Fourth generation owners lean on tradition to lead Currie’s Tires to 95 years

The business has survived plenty, including the Great Depression and the 1970s gas shortage.

Marissa Alter

Apr 15, 2024, 9:52 PM

Updated 33 days ago


It's rare for a mom-and-pop business to survive for decades, but one in Norwalk is now celebrating 95 years. Perhaps more remarkable is its location: West Avenue. The area has seen a transformation over the years, including a new skyline. But amidst the growth and tall buildings, Currie’s Tires has stayed grounded, thanks to its roots.
“I've had many people who moved out of the area 20, 30 years ago and come back and say they had no idea where they were until they saw Currie’s,” said Tim Currie, who owns the business with his brother, Adam Currie.
They’re the fourth generation to run it.
“It started in 1929 by my great-grandfather Duke Currie, and since then, it's been from Duke to Lenny, my grandfather, to Tim, my father, and now me and Adam,” Tim Currie explained.
“It's been in my blood forever. This is a home away from home for us,” Adam Currie added.
Both brothers grew up around the shop, watching their father and grandfather and working there when they were young.
“It was almost always larger than life, you know, to watch these guys,” recalled Tim Currie.
“I first learned to do tires and some mechanic work I think when I was 12 years old coming to work with my dad,” Adam Currie remembered.
Currie’s Tires wasn't always just tires and auto repairs.

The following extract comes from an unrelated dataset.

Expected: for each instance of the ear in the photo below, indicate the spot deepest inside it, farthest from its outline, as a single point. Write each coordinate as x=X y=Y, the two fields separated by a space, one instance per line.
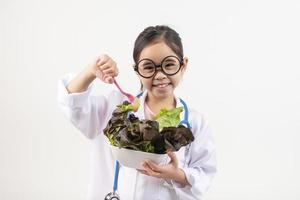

Duke Currie started it as a 24-7 truck stop and gas station.
“And it quickly became the largest truck stop on the East Coast, being that he was the only truck stop between New York and Massachusetts,” Tim Currie said.
The business has survived plenty, including the Great Depression and the 1970s gas shortage. And though the pumps are now gone, the tradition isn't. Walk into Currie's Tires, and its history is everywhere. Pictures from the past cover the walls.
“It's kind of like going back in time. It's like going to a diner that is, you know, based back in the 40s or 50s. It's that nostalgic vibe,” Adam Currie told News 12.
“When Duke bought this property in 1929, it was a house and a carriage house in the back. Him and his father actually with their bare hands, took parts of the house down and added parts in the front,” Tim Currie explained.
But beyond the photographs and the remaining original structure, it’s the culture at Currie’s Tire’s that pays homage to the past.
“I never had the pleasure of meeting Duke, but my father always said that Duke had a saying, ‘If you offer people a good product and good service at a fair price, you'll be in business forever.’” Tim Currie said.
“It's a huge comfort to people just to know the old school values, the old ways are still alive, even just for a little period of time here,” said Adam Currie.
The brothers think that's been the key to their success - keeping customers, despite changing times, all by staying true to their family’s original mission.
“We have some four generation customers, just like we're four generations of Curries here,” Tim Currie said.
“They take care of us the same way we take care of them,” Adam Currie added. “It’s all about family here. Hopefully, it will always be that way for the next generations to come.”